4.5.2025 Sunday - home (and it means to us)

 


Home

In commemoration on our Journal's one-year anniversary, I thought it is appropriate to record something about the notion of a 'home' - a safe place where family members can gather and be counted, be acknowledged and not judged. Since our launch on May 1st 2024, we have welcomed 63 projects and their designers into the BA.J family home.

In order to be fostered, you simply have to be:

1.       From Borneo, and designing/building locally or elsewhere.

2.       From elsewhere, and building/designing in Borneo.

It is that simple.

If you already have your own website, or have been featured elsewhere - you're still welcome. We value your company; you can have more than one home.

In our life time, most of us have lived in several homes - the one we grew up in, the one which we build with our spouses and numerous other 'temporary' ones along the way. Each forms part of our personal history and its own cache of memories – their importance wax and wane depending on how and what we are doing at the time.

The family home we grew up in usually forms the strongest memory for many of us - our young minds sponge-like absorbing stories to be re-told years later. Like the story of how a family of 7 can live in a one-bedroom flat and still welcome relatives from Kuching to stay with them during school holidays. Or how Grandma would call each of her daughters on the phone each Sunday to recite that lunch-time’s menu, as enticement (or instruction) to come ‘home’ for lunch once a week.

But it is inevitable that family home would slowly empty, and each time we re-visit, it feels smaller and jaded. A home must do more than simply house its inhabitants, it must continue to foster new relationships and nurture the existing ones.

Part of growing up takes us away from home; work or studies or relationships can momentarily relocate/dislocate us. During those times, do we set up house? or do we ‘nest’ and create a home?. Some use time to gauge whether it is worthwhile to create a home from a temporary situation while others think that ‘wherever I lay my hat, that’s my home (Paul Young. 1983)

A friend of mine travels round the world with her favourite paintings, and hangs them up in her 'home' if she knows she is going to be there for more than 3 weeks.

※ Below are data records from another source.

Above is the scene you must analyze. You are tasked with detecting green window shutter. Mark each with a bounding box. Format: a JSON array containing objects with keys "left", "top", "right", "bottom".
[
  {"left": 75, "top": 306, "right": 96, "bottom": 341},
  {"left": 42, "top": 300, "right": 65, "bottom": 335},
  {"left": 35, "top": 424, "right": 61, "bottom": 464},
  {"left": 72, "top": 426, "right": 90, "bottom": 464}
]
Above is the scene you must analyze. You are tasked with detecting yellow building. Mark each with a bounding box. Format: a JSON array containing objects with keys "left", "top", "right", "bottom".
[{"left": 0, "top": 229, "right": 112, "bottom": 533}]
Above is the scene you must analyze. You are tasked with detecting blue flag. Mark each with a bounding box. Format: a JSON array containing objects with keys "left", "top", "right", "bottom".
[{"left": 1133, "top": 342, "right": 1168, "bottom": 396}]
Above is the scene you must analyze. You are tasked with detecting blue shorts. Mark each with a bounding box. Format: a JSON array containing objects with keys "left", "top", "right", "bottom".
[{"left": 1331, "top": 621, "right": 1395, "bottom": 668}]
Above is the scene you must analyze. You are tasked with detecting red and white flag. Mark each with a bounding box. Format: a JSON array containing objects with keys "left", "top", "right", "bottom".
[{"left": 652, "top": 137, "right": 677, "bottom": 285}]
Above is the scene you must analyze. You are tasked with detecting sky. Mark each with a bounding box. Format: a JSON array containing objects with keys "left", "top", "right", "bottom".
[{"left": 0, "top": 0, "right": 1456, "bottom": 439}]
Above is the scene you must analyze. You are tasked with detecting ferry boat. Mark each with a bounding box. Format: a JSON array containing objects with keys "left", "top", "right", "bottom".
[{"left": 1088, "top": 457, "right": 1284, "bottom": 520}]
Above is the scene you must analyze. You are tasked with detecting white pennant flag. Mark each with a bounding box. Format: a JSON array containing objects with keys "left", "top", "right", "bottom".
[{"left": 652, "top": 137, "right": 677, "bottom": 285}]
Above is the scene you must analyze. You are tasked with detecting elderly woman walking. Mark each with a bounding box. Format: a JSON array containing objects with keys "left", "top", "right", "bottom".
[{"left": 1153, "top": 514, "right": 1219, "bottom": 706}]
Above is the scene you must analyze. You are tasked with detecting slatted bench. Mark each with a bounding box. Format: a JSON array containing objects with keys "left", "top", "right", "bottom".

I recently experienced this first hand; a home-invasion by 16 students from Chung Yuan Christian University arrived to stay at No. 40 (my parents’ house or amah's house as they call it) They are 2nd  Year students, here to do research and design projects for local sites. Each weekend, we would go over and cook for them. My friends bring food and join us, and we watch them.

I like how they gradually make themselves at home; running up and down the stairs, hanging laundry here and there, sudden bursts of laughter and conversation as the night draws on. At the end of their stay, I asked them to send me photos of their time at amah's house, and they sent me these photos which I am sharing as part of this article. It would appear that they know how to make themselves ‘at home’. They are coming back later this year, this time round I have no doubt that they will hanging up paintings, and not just laundry.

Many of us experience having to leave our home country ‘tanah-air’for further studies, some of us returned and many more did not. In a recent conversation with friends, we talked about our individual reasons for returning home to practice architecture. When I turned to the prominent Taiwanese architect for his answer - his was simple ‘you should never need a reason to come home’. The most succinct remark in this matter is from my tennis partner (not an architect) - who wished his children were working in Malaysia and not overseas - ‘they should come home to serve the community that grew them’.

To conclude, we simply encourage you to join us, and make yourself at home.